Part Three: 1998 to 2009
The Black Heritage stamp series is the longest running commemorative stamp series in U.S. history. The Black Americans honored in the series are known for their contributions to U.S. history and culture, as activists, scientists, artists, actors/musicians, writers, educators, doctors, inventors, politicians, and more. In part one, we shared the first twelve people depicted in the Black Heritage series: 1978 to 1989. Read part two here, which features eight more from 1990 to 1997.
1998
Madam C.J. Walker (1867-1919) was featured on the 1998 Black Heritage stamp. Madam C.J. Walker developed a very successful business creating hair-care and cosmetic products, specializing in products for African-American hair.
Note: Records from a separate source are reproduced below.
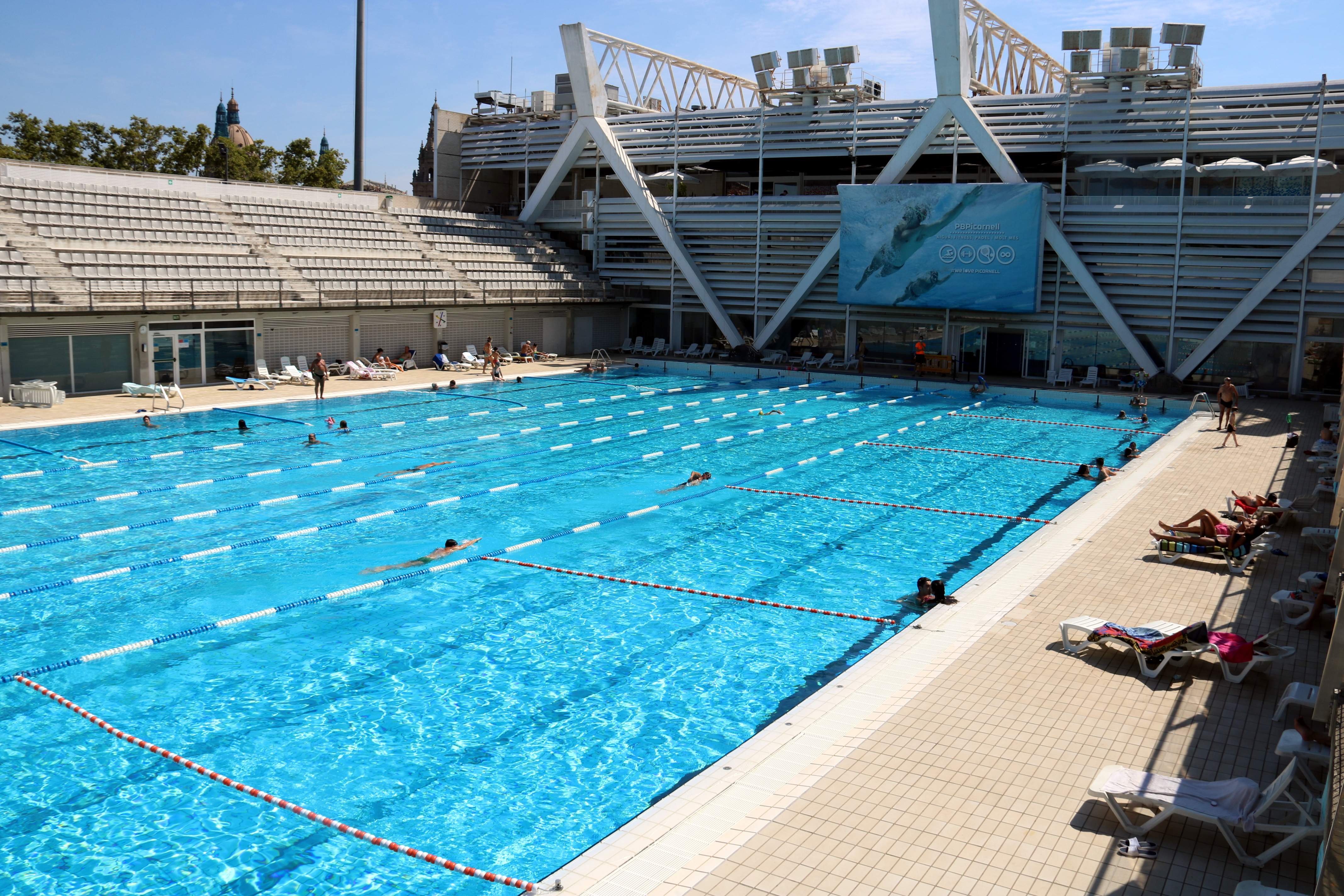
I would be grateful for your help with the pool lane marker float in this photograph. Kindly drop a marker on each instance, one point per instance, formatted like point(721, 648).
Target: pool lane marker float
point(414, 574)
point(1011, 457)
point(139, 459)
point(1086, 426)
point(526, 886)
point(281, 536)
point(709, 594)
point(185, 518)
point(908, 507)
point(365, 457)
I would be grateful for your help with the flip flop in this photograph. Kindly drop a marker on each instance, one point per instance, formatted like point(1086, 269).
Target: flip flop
point(1136, 848)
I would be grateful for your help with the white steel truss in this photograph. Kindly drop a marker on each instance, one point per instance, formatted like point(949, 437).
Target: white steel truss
point(1006, 62)
point(644, 74)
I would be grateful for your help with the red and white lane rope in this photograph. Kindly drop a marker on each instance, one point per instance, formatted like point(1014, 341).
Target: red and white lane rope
point(276, 801)
point(676, 588)
point(1012, 457)
point(1086, 426)
point(908, 507)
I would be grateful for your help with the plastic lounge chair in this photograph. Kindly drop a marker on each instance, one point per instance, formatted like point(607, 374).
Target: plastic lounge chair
point(1287, 807)
point(1296, 695)
point(1238, 559)
point(1148, 665)
point(250, 381)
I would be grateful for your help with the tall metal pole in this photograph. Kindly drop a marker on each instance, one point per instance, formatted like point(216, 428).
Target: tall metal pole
point(359, 96)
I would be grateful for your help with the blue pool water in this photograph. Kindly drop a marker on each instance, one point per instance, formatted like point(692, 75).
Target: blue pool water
point(502, 716)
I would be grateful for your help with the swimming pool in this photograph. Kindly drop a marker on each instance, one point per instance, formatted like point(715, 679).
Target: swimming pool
point(498, 715)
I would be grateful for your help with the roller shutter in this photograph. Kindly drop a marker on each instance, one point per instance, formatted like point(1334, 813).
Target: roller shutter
point(295, 336)
point(396, 331)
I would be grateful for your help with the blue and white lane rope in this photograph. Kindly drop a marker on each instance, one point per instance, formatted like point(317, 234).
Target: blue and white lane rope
point(398, 451)
point(281, 536)
point(414, 574)
point(213, 512)
point(140, 459)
Her door-to-door and mail-order business (white department stores would not sell her products) was so successful that by 1910 her company employed more than 3,000 workers. She promoted her products by traveling around the country giving lecture-demonstrations and eventually established Madame C.J. Walker Laboratories to manufacture cosmetics and train sales beauticians. She was the first American woman to become a self-made millionaire. She was also known for her philanthropic endeavors, including giving generously to homes for the elderly, the NAACP, and the black YMCA. The stamp (Scott 3181) was issued on January 28, 1998.
1999
Malcolm X (1925-1965) was featured on the 1999 Black Heritage stamp. By the age of 20, Malcolm X (Malcolm Little) was sentenced to prison for armed robbery, where he entered into an intense program of self-education and took the last name “X” to symbolize his stolen African identity. Soon after his release, he became a minister of the Nation of Islam (a nationalist religious movement loosely based on traditional Islamic teachings). He later became a follower of the Sunni Muslim sect and founded the Organization of Afro-American Unity. After a trip to Mecca, he changed his name to El-Hajj Malik El-Shabazz and came to believe that all the people of the world could live in harmony. He was a prominent civil rights and human rights activist before his assassination in 1965. The stamp (Scott 3273) was issued on January 20, 1999.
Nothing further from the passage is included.